During his period of work with Hendrick, Rembrandt met his cousin Saskia—his future wife. As rosy as this sounds, alas, it was not entirely. It was tough to imagine that such a famous painter had actually faced emotional turmoil that included bankruptcy, death of three children and his wife Saskia Uylenburgh. Out of the four children Saskia gave birth to, only Titus survived. It was tragic enough that this happiness was also short-lived. Saskia died soon after Titus’s birth.

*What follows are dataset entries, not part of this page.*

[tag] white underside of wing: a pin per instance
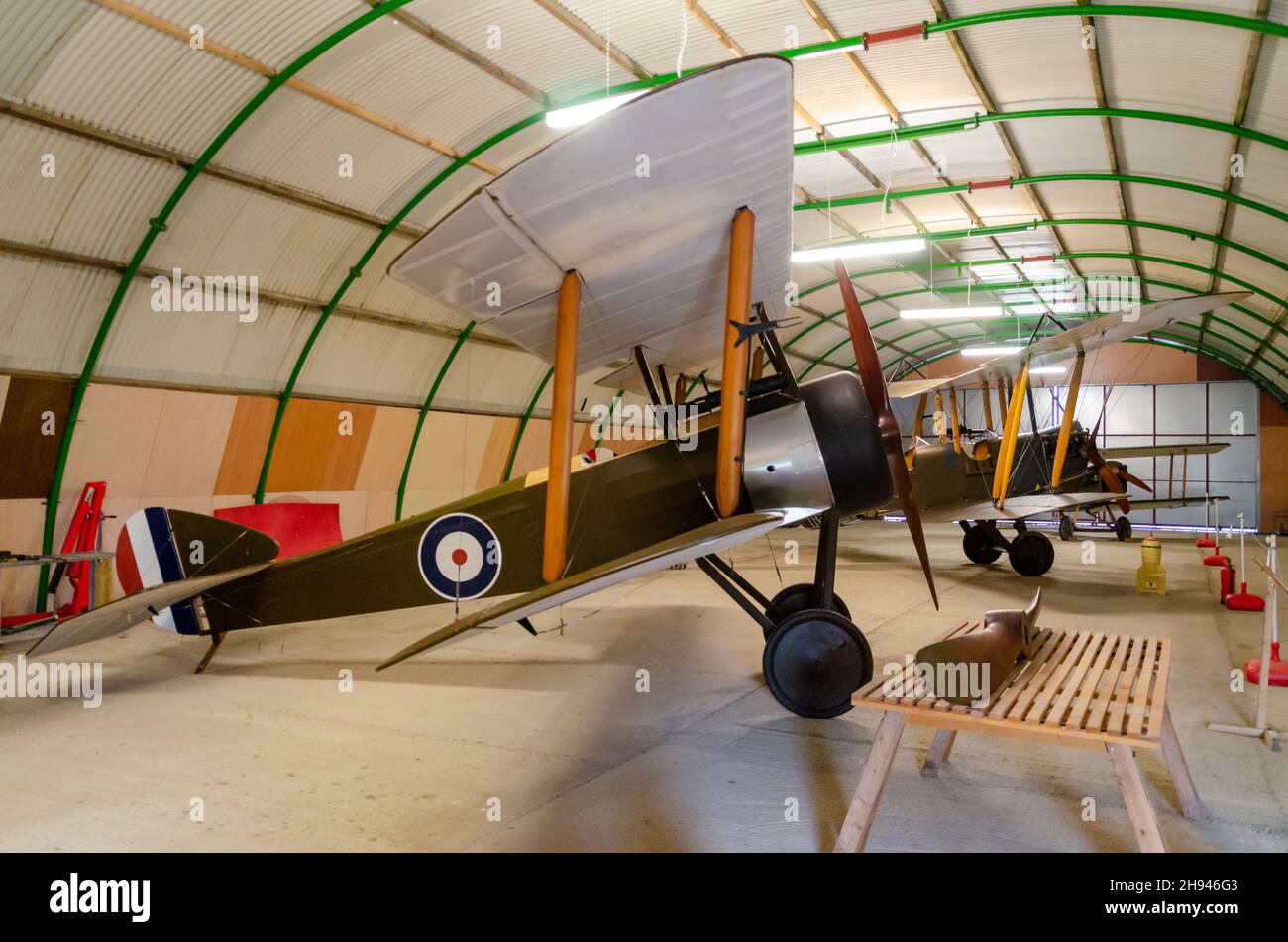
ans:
(640, 203)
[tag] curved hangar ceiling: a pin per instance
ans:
(308, 143)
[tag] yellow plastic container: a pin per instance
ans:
(1151, 577)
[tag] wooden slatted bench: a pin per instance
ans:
(1089, 690)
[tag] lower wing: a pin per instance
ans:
(1034, 504)
(688, 546)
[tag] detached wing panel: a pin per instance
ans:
(688, 546)
(1090, 335)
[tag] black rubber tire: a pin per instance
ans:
(978, 546)
(1122, 529)
(799, 597)
(814, 662)
(1031, 554)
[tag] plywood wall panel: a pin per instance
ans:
(533, 448)
(189, 443)
(244, 452)
(496, 453)
(449, 460)
(114, 439)
(380, 508)
(21, 525)
(1274, 477)
(386, 450)
(312, 453)
(30, 456)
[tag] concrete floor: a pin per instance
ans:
(552, 732)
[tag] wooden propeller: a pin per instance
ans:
(1113, 475)
(879, 396)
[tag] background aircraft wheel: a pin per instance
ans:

Though Saskia was not the only person in Rembrandt’s life, his financial disasters are said to have arisen due to his financial mismanagement and, possibly, also because of the effect of the subsequent Anglo-Dutch War. It is speculated that Rembrandt had to even sell off Saskia’s grave to meet the financial debts. Even with these peaks and valleys, Rembrandt is still considered as one of the famed artists of the world. There have been a number of disputes and controversies to date regarding the authenticity of his work and attributions, as a result of which the Rembrandt Research Project came into being. Many pieces of art are said to have been signed by his students too. Nevertheless, approximately 300 paintings, 300 etchings and 2000 drawings have been attributed to him. He died at the age of 63 in the year 1669.